Final answer:
The break-even quantity calculation and profit target selling price calculation for the felt-tip pens did not match any of the multiple-choice options provided; the correct break-even quantity is approximately 39,682 pens, and the correct selling price to achieve a $15,000 profit is $1.70 per pen.
Step-by-step explanation:
To find the break-even quantity of felt-tip pens, we set up the break-even point equation:
Break-even point in units = Fixed Costs / (Price per unit - Variable Cost per unit)
Fixed Costs = $25,000, Price per unit = $1, Variable Costs per unit = 37 cents.
Break-even point in units = $25,000 / ($1 - $0.37) = $25,000 / $0.63 = 39,682 pens (approximately)
Thus, none of the provided options A) 16,216 pens, B) 40,541 pens, C) 67,568 pens, or D) 135,135 pens are correct.
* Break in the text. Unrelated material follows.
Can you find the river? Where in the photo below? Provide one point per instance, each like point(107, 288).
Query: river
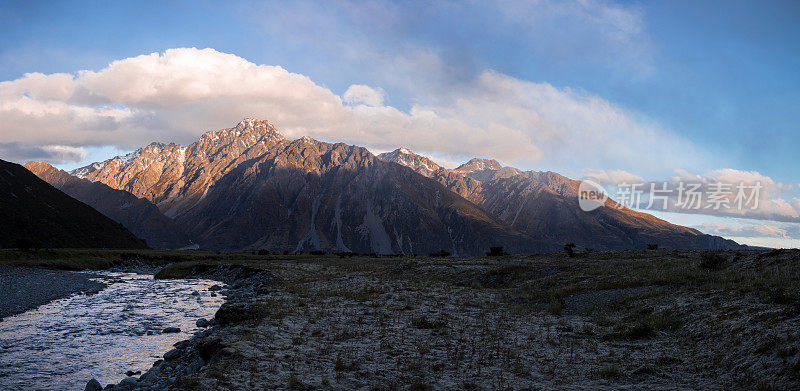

For part b, to sell pens at a price that achieves a profit of $15,000 when the forecasted demand is 30,000 pens, we can use the profit equation:
Profit = (Selling price per unit - Variable cost per unit) * Quantity sold - Fixed Costs
$15,000 = (Selling price per unit - $0.37) * 30,000 - $25,000
Selling price per unit = ($15,000 + $25,000 + ($0.37 * 30,000)) / 30,000
Selling price per unit = ($40,000 + $11,100) / 30,000
Selling price per unit = $51,100 / 30,000
Selling price per unit = $1.70 per pen
Therefore, again the options provided are not correct. The pens must be sold for $1.70 each to obtain a monthly profit of $15,000.